One other man already has been convicted, under Baxley's prosecution, for the 1963 bombing: Robert Edward Chambliss was convicted in 1977. He died in prison eight years later. A fourth suspect, who is dead, was never tried.


Key Dates
  • Sept. 15, 1963: Dynamite bomb explodes outside Sunday services at the Sixteenth Street Baptist Church, killing 11-year-old Denise McNair, 14-year-olds Cynthia Wesley, Carole Robertson and Addie Mae Collins, and injuring 20 others.
  • May 13, 1965: FBI memorandum to director J. Edgar Hoover concludes "the bombing was the handiwork of former Klansmen Robert E. Chambliss, Bobby Frank Cherry, Herman Frank Cash and Thomas E. Blanton, Jr."
  • 1968: The FBI closes its investigation without filing charges.
  • 1971: Alabama Attorney General Bill Baxley reopens investigation.
  • Nov. 18, 1977: Chambliss convicted on a state murder charge and sentenced to life in prison.
  • 1980: Justice Department report concludes Hoover had blocked prosecution of the Klansmen in 1965, rejecting recommendations from the Birmingham FBI office that testimony identifying the suspects be forwarded to federal prosecutors.
  • Oct. 29, 1985: Chambliss dies in prison, still professing his innocence.
  • 1988: Alabama Attorney General Don Siegelman reopens the case.
  • Feb. 7, 1994: Cash dies.
  • July 10, 1997: FBI reopens its investigation after receiving a tip.
  • Oct. 27, 1998: Federal grand jury in Alabama begins hearing evidence.
  • April 26, 2000: Cherry is arrested on charges that he molested a former stepdaughter 29 years earlier. He is later extradited to Shelby Count, Ala., and released on bail. Cherry denies the charges and says he was not involved with the Birmingham bombing.
  • May 17, 2000: Blanton, Cherry surrender after a murder indictment is returned by Alabama grand jury. (AP)
  • While both men's lawyers said Wednesday they expect their clients to be vindicated, another set of questions came to light with the arrests: Why the long delay?

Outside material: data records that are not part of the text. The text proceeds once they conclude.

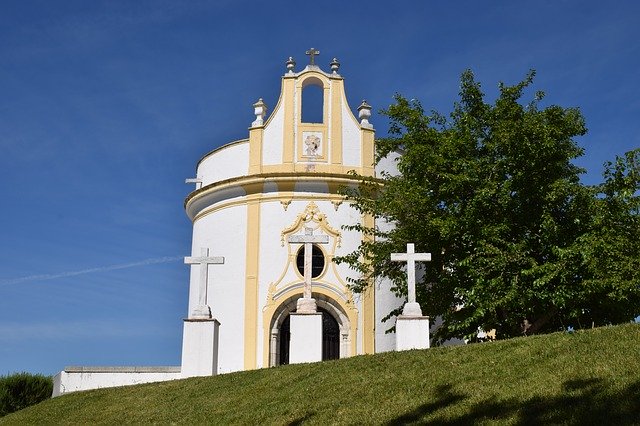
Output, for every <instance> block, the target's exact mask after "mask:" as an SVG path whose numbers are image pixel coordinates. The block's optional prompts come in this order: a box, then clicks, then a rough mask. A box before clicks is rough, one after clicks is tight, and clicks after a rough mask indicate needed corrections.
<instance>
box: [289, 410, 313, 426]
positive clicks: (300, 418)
mask: <svg viewBox="0 0 640 426" xmlns="http://www.w3.org/2000/svg"><path fill="white" fill-rule="evenodd" d="M315 414H316V413H315V412H311V413H307V414H306V415H304V416H302V417H300V418H299V419H295V420H293V421H292V422H289V423H287V426H298V425H301V424H303V423H304V422H306V421H307V420H309V419H310V418H311V417H313V416H314V415H315Z"/></svg>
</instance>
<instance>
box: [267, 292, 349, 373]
mask: <svg viewBox="0 0 640 426" xmlns="http://www.w3.org/2000/svg"><path fill="white" fill-rule="evenodd" d="M313 293H316V294H322V295H323V296H326V297H327V298H329V299H331V301H332V302H333V303H335V304H336V305H338V306H340V308H341V309H342V311H343V312H344V313H345V314H346V315H347V319H348V320H349V335H350V336H351V356H355V355H357V346H358V345H357V335H358V334H357V332H358V310H357V309H356V307H355V306H354V305H353V304H351V303H345V302H344V301H343V300H340V298H337V297H336V295H337V293H336V292H334V291H330V290H328V289H326V288H322V287H314V288H313ZM298 294H299V295H300V296H302V287H300V288H292V289H290V290H288V291H286V292H285V293H282V294H280V295H279V296H278V297H277V298H273V299H271V300H269V301H268V304H267V306H265V308H264V311H263V313H262V325H263V345H264V347H263V354H262V356H263V360H264V361H263V362H264V363H263V365H264V366H268V365H269V346H270V343H271V342H270V340H271V322H272V321H273V314H274V313H275V312H276V310H277V309H278V308H279V307H280V305H281V304H282V302H284V301H286V300H288V299H290V298H291V297H293V296H295V295H298Z"/></svg>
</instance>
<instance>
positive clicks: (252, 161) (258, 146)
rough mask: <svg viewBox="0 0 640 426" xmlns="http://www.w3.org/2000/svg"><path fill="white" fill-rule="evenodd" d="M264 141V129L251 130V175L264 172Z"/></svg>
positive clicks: (250, 137) (249, 152) (258, 128)
mask: <svg viewBox="0 0 640 426" xmlns="http://www.w3.org/2000/svg"><path fill="white" fill-rule="evenodd" d="M263 140H264V127H262V126H261V127H252V128H251V129H249V174H256V173H260V172H261V171H262V142H263Z"/></svg>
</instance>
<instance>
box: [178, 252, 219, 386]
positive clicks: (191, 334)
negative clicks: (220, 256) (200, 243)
mask: <svg viewBox="0 0 640 426" xmlns="http://www.w3.org/2000/svg"><path fill="white" fill-rule="evenodd" d="M184 263H186V264H188V265H199V268H200V280H199V282H198V286H197V287H192V290H195V291H197V301H198V302H197V304H196V305H195V306H194V308H193V309H192V310H191V312H189V318H186V319H185V320H184V328H183V337H182V368H181V375H182V377H194V376H213V375H215V374H217V372H218V335H219V328H220V323H219V322H218V320H217V319H215V318H212V316H211V308H210V307H209V305H208V301H207V284H208V281H209V272H208V269H209V265H212V264H213V265H216V264H218V265H220V264H223V263H224V257H210V256H209V249H208V248H202V249H201V251H200V256H199V257H195V256H193V257H185V258H184Z"/></svg>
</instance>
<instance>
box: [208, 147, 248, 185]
mask: <svg viewBox="0 0 640 426" xmlns="http://www.w3.org/2000/svg"><path fill="white" fill-rule="evenodd" d="M248 170H249V141H248V140H246V141H239V142H233V143H231V144H229V145H226V146H223V147H221V148H219V149H218V150H217V151H215V152H214V153H212V154H209V155H208V156H207V157H205V158H204V159H203V160H202V161H201V162H200V164H199V165H198V171H197V174H196V177H197V178H199V179H201V180H202V186H206V185H209V184H210V183H213V182H217V181H221V180H225V179H230V178H232V177H237V176H245V175H246V174H247V172H248Z"/></svg>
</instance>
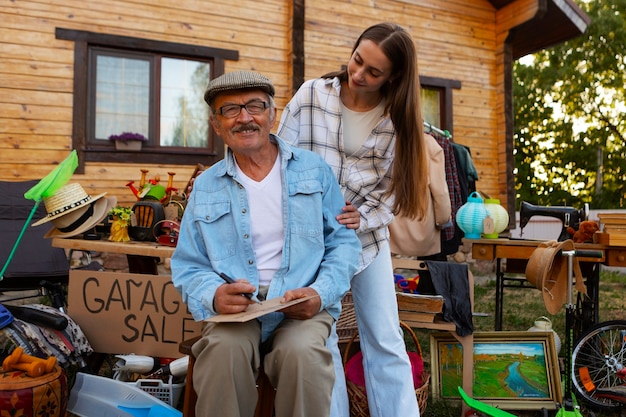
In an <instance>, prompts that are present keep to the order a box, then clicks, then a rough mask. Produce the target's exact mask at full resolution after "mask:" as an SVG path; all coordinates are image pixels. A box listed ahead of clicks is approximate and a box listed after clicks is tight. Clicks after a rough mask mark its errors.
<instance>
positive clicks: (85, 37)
mask: <svg viewBox="0 0 626 417" xmlns="http://www.w3.org/2000/svg"><path fill="white" fill-rule="evenodd" d="M55 35H56V38H57V39H62V40H69V41H74V43H75V46H74V101H73V124H72V148H73V149H76V152H77V153H78V161H79V162H78V168H77V169H76V173H77V174H84V172H85V162H122V163H128V162H131V160H132V163H149V164H163V163H167V164H172V165H196V164H197V163H199V162H200V163H203V164H204V165H212V164H213V163H215V162H217V161H219V160H220V159H222V158H223V157H224V142H223V141H222V139H221V138H219V137H218V136H216V135H211V138H212V140H211V138H210V140H209V146H208V148H207V149H206V151H204V150H201V151H199V150H198V148H182V149H181V148H177V149H176V152H172V149H169V148H166V147H164V148H144V149H143V150H142V151H141V152H121V151H112V150H111V148H110V147H100V148H98V147H94V146H91V145H89V144H88V143H87V141H86V131H87V126H86V124H87V113H86V112H87V105H86V104H87V99H88V97H87V86H88V79H87V68H88V59H89V57H88V51H89V46H104V47H109V48H119V49H126V50H129V51H137V52H149V53H161V54H171V55H174V56H180V57H184V58H198V59H203V60H205V59H206V58H207V57H211V58H212V59H213V65H212V74H211V77H216V76H219V75H221V74H223V73H224V66H225V61H226V60H231V61H237V60H239V52H238V51H235V50H230V49H221V48H210V47H205V46H198V45H188V44H181V43H175V42H164V41H156V40H150V39H141V38H133V37H129V36H119V35H109V34H102V33H94V32H88V31H82V30H72V29H63V28H56V31H55Z"/></svg>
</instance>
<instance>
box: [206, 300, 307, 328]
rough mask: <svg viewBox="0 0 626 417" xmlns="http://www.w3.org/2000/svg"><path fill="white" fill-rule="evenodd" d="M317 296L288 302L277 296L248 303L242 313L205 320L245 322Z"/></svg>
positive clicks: (226, 315)
mask: <svg viewBox="0 0 626 417" xmlns="http://www.w3.org/2000/svg"><path fill="white" fill-rule="evenodd" d="M315 297H319V295H309V296H308V297H303V298H297V299H295V300H291V301H289V302H286V303H281V302H280V300H281V299H282V297H276V298H272V299H271V300H266V301H263V302H262V303H261V304H256V303H255V304H250V305H248V309H247V310H246V311H242V312H241V313H232V314H218V315H216V316H213V317H209V318H208V319H206V320H204V321H207V322H211V323H243V322H246V321H249V320H252V319H255V318H257V317H261V316H263V315H265V314H267V313H273V312H274V311H278V310H282V309H283V308H286V307H289V306H292V305H295V304H300V303H303V302H305V301H308V300H310V299H311V298H315Z"/></svg>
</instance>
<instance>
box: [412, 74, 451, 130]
mask: <svg viewBox="0 0 626 417" xmlns="http://www.w3.org/2000/svg"><path fill="white" fill-rule="evenodd" d="M420 84H421V85H422V86H424V87H433V88H440V89H441V90H442V91H443V94H444V97H443V100H442V102H443V108H442V109H441V118H442V123H441V126H437V127H438V128H440V129H442V130H447V131H448V132H450V134H452V135H453V136H454V128H453V127H454V126H453V124H454V123H453V121H452V114H453V113H452V109H453V104H452V90H453V89H457V90H460V89H461V81H459V80H450V79H447V78H438V77H428V76H425V75H420Z"/></svg>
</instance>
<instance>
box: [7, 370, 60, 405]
mask: <svg viewBox="0 0 626 417" xmlns="http://www.w3.org/2000/svg"><path fill="white" fill-rule="evenodd" d="M68 397H69V390H68V387H67V377H66V375H65V371H64V370H63V369H62V368H61V367H59V366H58V365H56V366H55V369H54V370H53V371H52V372H50V373H47V374H43V375H42V376H40V377H37V378H32V377H29V376H27V375H26V373H24V372H21V371H6V372H0V410H2V413H1V414H2V415H4V413H5V412H8V414H7V415H11V416H12V415H16V416H17V415H19V416H24V417H38V416H47V417H65V414H66V410H67V400H68ZM14 413H17V414H14Z"/></svg>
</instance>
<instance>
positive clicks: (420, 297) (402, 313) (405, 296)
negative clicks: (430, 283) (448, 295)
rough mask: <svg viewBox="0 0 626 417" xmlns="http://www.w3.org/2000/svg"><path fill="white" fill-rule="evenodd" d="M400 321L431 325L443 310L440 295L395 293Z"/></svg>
mask: <svg viewBox="0 0 626 417" xmlns="http://www.w3.org/2000/svg"><path fill="white" fill-rule="evenodd" d="M396 298H397V299H398V315H399V316H400V320H405V321H418V322H422V323H433V322H434V321H435V316H436V315H437V314H439V313H441V311H442V310H443V301H444V300H443V297H442V296H441V295H424V294H411V293H403V292H396Z"/></svg>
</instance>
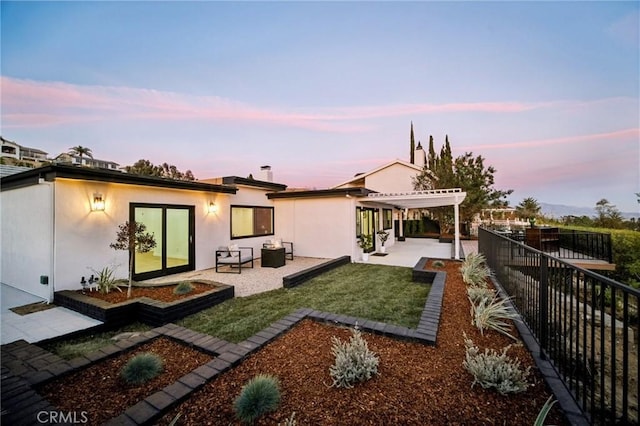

    "It's not that more evidence has been discovered, or that there is more prosecutorial motivation that there was 30, 35 years ago," says David J. Garrow, author of the Pulitzer Prize-winning book,Bearing the Cross: Martin Luther King Jr. and the Southern Christian Leadership Conference."Family members are no longer willing to cover for people...I think it is the moral, ethical burden of living with that guilt and guilty conscience."

    The arrests of Blanton and Cherry are just the latest example of a South slowly letting go its age-old resistance to change on the issues of racism, segratation, and civil rights.

    "I think it is happening all across the South...You have people saying, 'I'm not going to my grave with this on my conscience,'" says Rep. John Lewis, D-Ga., a leader of the civil rights movement.

    "There have been a number of important civil rights era cases, but the fact is this really might be the most important of all," says Mark Potok of the Southern Poverty Law Center.

    Over the past year, estranged relatives of Cherry have said publicly that he talked of helping plant the dynamite. His son, Thomas Frank Cherry, appeared before a grand jury on Tuesday.

    The years in which these witnesses failed to come forward could hurt the case memories fade, evidence is harder to marshal. But in some ways, the time elapsed might help the prosecution.

    "It is almost inconceivable that this could have been brought in a state court successfully" in 1963, Potok says. Juries in civil rights cases often acquitted in minutes, and"any witnesses who testified against a Klansman in the 1960s were taking their lives in their hands."

    But Alabama has changed, he says, and Blanton and Cherry will be tried under today's rules, not yesterday's.

    There are many other murders, bombings, and acts of terror from the civil rights era that never whose perpetrators were never brought to justice. But with the latest arrests in connection with the Birmingham bombing, those who have watched over decades say this case is one of the biggest ones of all.

    "Very likely, there will be other cases," Potok says. But none like the Birmingham bombing case."There will be no cases of this magnitude."